Do not attempt to use household products to clear toilet clogs. You may be wondering whether or not bleach can dissolve toilet paper. Bleach won’t break down paper effectively. Plus, it can damage your plumbing. The same goes for many common cleaners. Instead of guessing which household cleaners might work, use a product designed to safely clean plumbing and septic systems.
Is it Better to Flush or Throw Away Toilet Paper?
If you live in the US, UK, Australia, New Zealand, Japan, or Western Europe, it is best to flush toilet paper instead of throwing it in the garbage. The plumbing systems in these countries are almost always designed to handle toilet paper. In South Africa, parts of Europe, and Mexico, whether or not you can flush toilet paper depends on the plumbing system. In public restrooms, look for signs that instruct what to do with toilet paper.
- In the USA, UK, Japan, Western Europe, Australia, and New Zealand it is safe to flush toilet paper.
- In some regions of Europe, South Africa, and Mexico it is safe to flush toilet paper.
- It is rarely safe to flush toilet paper in Latin America, mainland Asia, and Africa.

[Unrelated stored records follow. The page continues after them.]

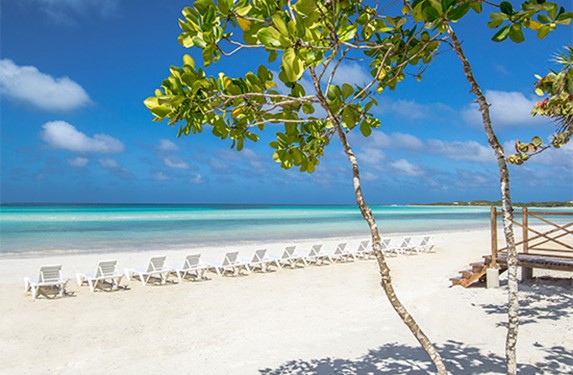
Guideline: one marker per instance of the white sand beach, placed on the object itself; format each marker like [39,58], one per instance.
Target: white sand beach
[332,319]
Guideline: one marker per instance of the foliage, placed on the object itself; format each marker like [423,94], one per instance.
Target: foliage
[306,37]
[537,15]
[486,203]
[558,105]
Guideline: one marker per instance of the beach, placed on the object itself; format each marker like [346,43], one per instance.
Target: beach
[331,319]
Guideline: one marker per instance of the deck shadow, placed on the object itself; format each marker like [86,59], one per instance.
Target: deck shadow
[392,359]
[539,299]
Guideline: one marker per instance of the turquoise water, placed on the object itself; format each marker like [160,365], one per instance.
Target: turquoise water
[33,230]
[27,230]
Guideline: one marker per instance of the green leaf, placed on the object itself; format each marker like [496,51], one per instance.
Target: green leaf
[543,32]
[502,34]
[151,102]
[347,90]
[225,6]
[306,7]
[459,12]
[199,42]
[280,24]
[365,129]
[292,65]
[267,37]
[188,60]
[308,108]
[516,33]
[160,111]
[506,8]
[553,10]
[543,18]
[477,7]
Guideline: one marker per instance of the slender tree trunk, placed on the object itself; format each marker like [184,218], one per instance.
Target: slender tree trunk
[386,279]
[513,304]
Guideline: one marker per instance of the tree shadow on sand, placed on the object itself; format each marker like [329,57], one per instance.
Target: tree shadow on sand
[539,299]
[394,359]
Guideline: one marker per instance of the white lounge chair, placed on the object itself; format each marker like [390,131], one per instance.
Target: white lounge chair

- When it is not safe to flush toilet paper, dispose of paper in the trash.
In many parts of the world, the plumbing system is not designed to handle toilet paper. So, used toilet paper is thrown into the trash. This is common in many parts of Asia, Latin America, and Africa. When visiting or living abroad, check for information on local customs before flushing toilet paper. Flushing toilet paper in the wrong part of the world could cause a clog.
Can Too Much Toilet Paper Clog a Sewer Line?
Using too much toilet paper can clog your toilet drains or sewer line. Here are the facts:
- Attempting to flush more than eight squares of toilet paper at once increases the risk of a clog.
- Use fast-dissolving toilet paper to avoid clogs.
- Most one-ply toilet papers dissolve faster and help prevent clogs.
- Never flush anything other than toilet paper—flushable wipes and facial tissue cause major clogs.
- In many cases, water breaks up toilet paper clogs in about 30 minutes.
- Wait half an hour, then try to re-flush a toilet clogged with toilet paper.
- For stubborn clogs, use a plunger or toilet snake.
- Pour septic treatment chemicals into a toilet to destroy stubborn toilet paper clogs.
With these quick rules, you’ll easily be able to avoid and combat toilet paper clogs. More, thicker toilet paper increases the risk of clogs. So, use a quick-dissolving toilet paper to prevent repeated clogs.